It’s been 13 years since the Conservative Party entered government. At the time X-Factor was the most popular TV show, Downton Abbey had begun its first series, and the rectangular iPhone 4 was launched by Steve Jobs – who was still alive.
There has been a huge amount of cultural and economic change since then. But the changes have perhaps been most prevalent in the Tory leadership. For instance in the same period that the party produced five Prime Ministers, there were only four different Dr Who’s.
The Conservative Party’s annual conference this week featured its latest regenerated leader: Rishi Sunak – a figure elevated to power after his two predecessors, Liz Truss and Boris Johnson had both been ousted by their peers. With an election expected next year, the conference could not have been more crucial for Sunak.
So, what did we learn from this all-important gathering? Here are Pagefield’s Top 5 takeaways:
Rail fever left people steaming
Before conference started, a story began to circulate that Sunak would pull the plug on the controversial, and hugely expensive, HS2 railway between Birmingham and Manchester. This revelation, peppering most conversations across the conference period, was largely met by an angry response in Tory party circles.
The view of many figures was summed up by ex-Chancellor George Osborne – a member of the Cabinet that championed the project – who reacted by saying it was a “great tragedy” and an “act of economic self-harm”. The Tory Mayor of Birmingham, Andy Street, even called an ad-hoc press conference to criticise the move – and there were suggestions he’d cut up his membership card.

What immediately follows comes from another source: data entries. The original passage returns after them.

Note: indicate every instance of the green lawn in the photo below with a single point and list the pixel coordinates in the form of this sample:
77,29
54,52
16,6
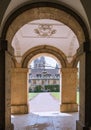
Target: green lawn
32,95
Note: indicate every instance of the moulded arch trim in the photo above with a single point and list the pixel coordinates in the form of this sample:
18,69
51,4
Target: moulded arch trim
44,10
44,49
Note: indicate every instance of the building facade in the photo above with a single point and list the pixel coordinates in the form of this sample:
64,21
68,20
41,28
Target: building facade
42,75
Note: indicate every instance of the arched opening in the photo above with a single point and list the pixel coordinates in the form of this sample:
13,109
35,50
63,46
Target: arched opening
51,13
44,81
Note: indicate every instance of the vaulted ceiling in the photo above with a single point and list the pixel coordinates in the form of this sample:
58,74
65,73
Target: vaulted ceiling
46,31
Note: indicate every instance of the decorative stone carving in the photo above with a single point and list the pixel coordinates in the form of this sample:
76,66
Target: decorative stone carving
69,86
45,30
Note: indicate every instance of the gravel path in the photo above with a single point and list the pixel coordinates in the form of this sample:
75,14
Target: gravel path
44,102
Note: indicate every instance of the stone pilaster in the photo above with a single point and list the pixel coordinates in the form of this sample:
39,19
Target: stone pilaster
84,122
68,90
19,91
5,93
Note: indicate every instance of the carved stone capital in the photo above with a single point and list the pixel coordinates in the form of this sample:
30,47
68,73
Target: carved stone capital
85,47
3,44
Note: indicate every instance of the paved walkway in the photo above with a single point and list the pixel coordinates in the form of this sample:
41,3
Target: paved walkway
45,115
44,102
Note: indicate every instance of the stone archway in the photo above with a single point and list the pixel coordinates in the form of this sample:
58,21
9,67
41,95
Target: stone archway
40,12
20,73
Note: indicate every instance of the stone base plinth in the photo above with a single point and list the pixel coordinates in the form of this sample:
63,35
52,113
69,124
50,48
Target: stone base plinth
19,109
69,107
80,126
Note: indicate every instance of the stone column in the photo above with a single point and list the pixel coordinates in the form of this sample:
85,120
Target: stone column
19,91
5,90
84,122
68,90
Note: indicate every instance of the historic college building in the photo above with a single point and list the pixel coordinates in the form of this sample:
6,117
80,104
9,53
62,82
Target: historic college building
42,75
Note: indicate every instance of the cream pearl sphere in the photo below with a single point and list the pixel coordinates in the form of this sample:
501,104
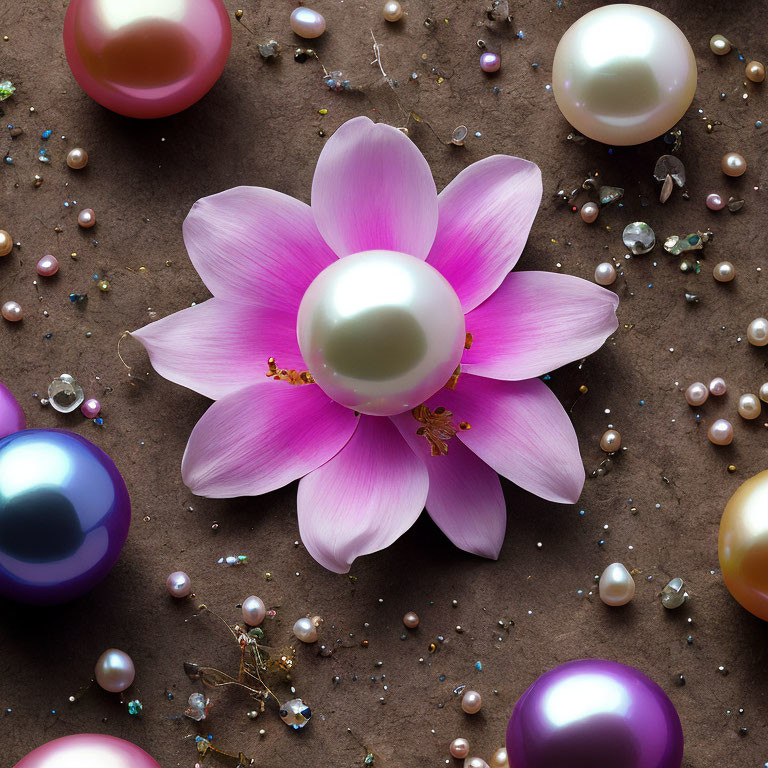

It may have been that the story was a deliberate and strategic ‘media trail’ leak by Team Sunak but even if it was, it left many party members fuming.
Long-term decisions or short-term popularity?
The new slogan of the Prime Minister and his Cabinet during conference was: Long Term Decision for a Brighter Future – a line we may hear a lot in the run-up to the next election, now rumoured to be in Autumn 2024.
The long-term decisions announced by Sunak at conference included: Phasing out the sale of cigarettes, bringing in tougher criminal sentences for sexual murders, and replacing A and T Levels with a new ‘Advanced British Standard’.
These bold policy moves – coming on the back of the recent rollback on net zero decisions – have been received well in private research conducted by Tory HQ, but the challenge acknowledged by party activists is whether they will stand the test of time.
In the face of a country seemingly tired of Tory rule, will they be enough to keep people voting Conservative?
Trussism was on the agenda for past and present Conservatives
A core part of any political conference is policy debate at fringe events. At conference there was a co-ordinated trumpeting of Trussism (aka ‘growth’!) by the former PM’s Cabinet and supporters but many of Team Sunak’s policies were also being viewed as a thinly veiled return to her politics.
On the Monday, a keynote speech by Truss attracted a packed audience – with hundreds queuing to hear her plea to “make Britain grow again”. Among the cheerleaders was former Brexit Party leader Nigel Farage, who made his first appearance at the conference since Margaret Thatcher was leader – perhaps a sign of where Conservative ambitions now lie.
The Tories have a youth problem – and they know it
One statistic we heard at numerous points over the course of the conference was that: only 1% of those aged 18-24 plan to vote Conservative at the next election. However, while there’s agreement among MPs that they are unpopular with Britain’s youth, it seems the party has come to terms with it – and are moving on anyway.
At an event hosted by Ipsos MORI, former Trade Secretary Dr Liam Fox recalled an anecdote from Lady Thatcher, who said: “we should not be worried by people who will never vote for us, but we should be by those who might do.” This seems to be the approach of Sunak’s party towards young people.
Businesses did turn up in full at the conference
Finally, before conference there was a great deal of speculation that businesses would not be turning up in Manchester – and would be waiting for Labour’s conference in Liverpool instead. In reality, businesses, campaigners and lobbyists turned up in droves, clearly keeping their options open on the result of the forthcoming election. Instead, it was the party members who stayed away – with official figures showing 800 fewer attended this year compared to 2021. This was most visible in the main hall, where many Cabinet ministers delivered speeches to empty seats.